Tak sembarang asal pakai, jeruji besi dipilih karena dianggap mampu menghantarkan panas dengan baik. Dengan begitu, saat proses pembakaran sate, bagian dalam daging juga matang sempurna. Keunikan lain dari Sate Klatak adalah bumbu yang digunakan. Sate Klatak biasanya disajikan dengan nasi, saus kari atau kecap, dan potongan cabai rawit.
- Oseng Mercon
-
Bagi pecinta makanan pedas, wajib hukumnya mencicipi oseng oseng mercon. Bahan utamanya yakni daging sapi yang dimasak dengan sambal yang sangat banyak. Oseng mercon sendiri merujuk pada hidangan berbahan dasar tetelan daging sapi atau koyor yang dimasak dengan cara dioseng alias ditumis.
Tetelan sapi tersebut kemudian dibumbui berbagai rempah dan didominasi cabai rawit, sehingga memberikan cita rasa sangat pedas. Selain tetelan daging, oseng mercon juga memasukkan bahan lain seperti daging ayam, jeroan, ati ampela, dan kikil.
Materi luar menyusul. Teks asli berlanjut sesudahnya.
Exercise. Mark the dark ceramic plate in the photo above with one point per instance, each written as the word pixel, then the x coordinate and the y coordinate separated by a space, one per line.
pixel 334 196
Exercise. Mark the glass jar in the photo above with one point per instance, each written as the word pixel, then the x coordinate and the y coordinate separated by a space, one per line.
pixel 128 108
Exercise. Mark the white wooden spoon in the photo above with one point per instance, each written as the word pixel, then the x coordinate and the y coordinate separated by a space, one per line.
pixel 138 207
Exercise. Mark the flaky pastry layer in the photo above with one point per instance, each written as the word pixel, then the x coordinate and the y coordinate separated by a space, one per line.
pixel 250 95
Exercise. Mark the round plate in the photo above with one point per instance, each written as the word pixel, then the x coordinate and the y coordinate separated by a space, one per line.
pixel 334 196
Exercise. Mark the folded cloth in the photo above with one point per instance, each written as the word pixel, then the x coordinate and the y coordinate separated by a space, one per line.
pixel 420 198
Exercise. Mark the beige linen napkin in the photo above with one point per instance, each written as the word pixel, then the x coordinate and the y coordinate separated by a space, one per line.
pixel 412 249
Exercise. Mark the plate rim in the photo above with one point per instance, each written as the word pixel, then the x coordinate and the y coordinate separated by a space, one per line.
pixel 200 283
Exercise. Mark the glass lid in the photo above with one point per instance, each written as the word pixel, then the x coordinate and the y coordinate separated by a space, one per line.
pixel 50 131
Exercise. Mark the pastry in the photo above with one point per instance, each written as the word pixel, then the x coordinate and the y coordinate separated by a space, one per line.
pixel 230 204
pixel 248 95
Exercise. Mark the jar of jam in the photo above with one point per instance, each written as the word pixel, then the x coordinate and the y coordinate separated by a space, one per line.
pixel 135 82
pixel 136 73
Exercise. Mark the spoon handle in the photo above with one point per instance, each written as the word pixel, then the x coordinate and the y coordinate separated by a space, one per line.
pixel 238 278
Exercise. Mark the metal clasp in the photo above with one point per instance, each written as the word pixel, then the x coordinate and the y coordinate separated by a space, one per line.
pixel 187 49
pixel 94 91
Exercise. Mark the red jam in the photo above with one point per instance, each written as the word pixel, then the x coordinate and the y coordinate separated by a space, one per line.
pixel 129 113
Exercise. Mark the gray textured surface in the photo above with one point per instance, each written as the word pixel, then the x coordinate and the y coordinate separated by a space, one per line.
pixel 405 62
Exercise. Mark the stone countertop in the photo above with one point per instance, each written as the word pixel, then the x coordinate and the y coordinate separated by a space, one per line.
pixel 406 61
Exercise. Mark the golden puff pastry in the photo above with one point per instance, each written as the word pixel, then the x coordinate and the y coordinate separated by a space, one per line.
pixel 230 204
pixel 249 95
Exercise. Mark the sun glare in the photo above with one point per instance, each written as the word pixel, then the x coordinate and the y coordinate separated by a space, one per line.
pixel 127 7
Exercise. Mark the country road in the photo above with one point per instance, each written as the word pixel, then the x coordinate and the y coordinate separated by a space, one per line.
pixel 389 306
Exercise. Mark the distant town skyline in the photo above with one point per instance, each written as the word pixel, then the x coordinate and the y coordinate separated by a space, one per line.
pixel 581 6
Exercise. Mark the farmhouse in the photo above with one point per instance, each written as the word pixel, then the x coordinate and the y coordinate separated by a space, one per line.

Oseng mercon tidak bisa dimakan sendirian karena rasa pedasnya dikhawatirkan dapat mengganggu kesehatan tubuh, sehingga penyajiannya harus ditemani dengan nasi putih.
- Sambal Goreng Krecek
-
Makanan pedas ini sering dijadikan lauk pendamping untuk gudeg. Sambal Goreng Krecek secara tradisional terbuat dari kulit sapi yang lembut. Namun saat ini, kebanyakan orang membuat Krecek dari rambak dan kerupuk kulit yang dijual bebas.
Cara membuatnya juga sangat mudah. Rebus kerupuk anggrek dalam sup berbahan dasar santan, di atasnya dengan kentang potong dadu dan kacang kedelai panggang. Selanjutnya, campurkan banyak bumbu dan cabai merah. Kerupuk kulit menyerap dan melembabkan santan dan bumbu. Krecek punya tekstur yang lembut dan lembab, rasa yang kaya dan pedas, serta warna oranye kemerahan.
- Mangut Lele
-
Seperti namanya, makanan khas Yogja yang satu ini terbuat dari ikan lele. Mangut lele merupakan ikan lele yang dimasak dengan kuah santan nikmat. Daging ikan lele yang digunakan biasanya sudah digoreng atau diasap terlebih dahulu. Selain gurih, mangut lele juga memiliki rasa sedikit asam dan pedas. Masakan ini ada yang menggunakan lele goreng dan ada juga yang menggunakan lele asap.
Mangut Lele Mbah Marto adalah salah satu yang terkenal di Jogja. Beliau sudah mendikasikan diri dalam usahanya ini selama 60 tahun lebih. Oleh karena itu, Jangan sampai terlewat untuk menikmati masakan khas Yogja yang satu ini.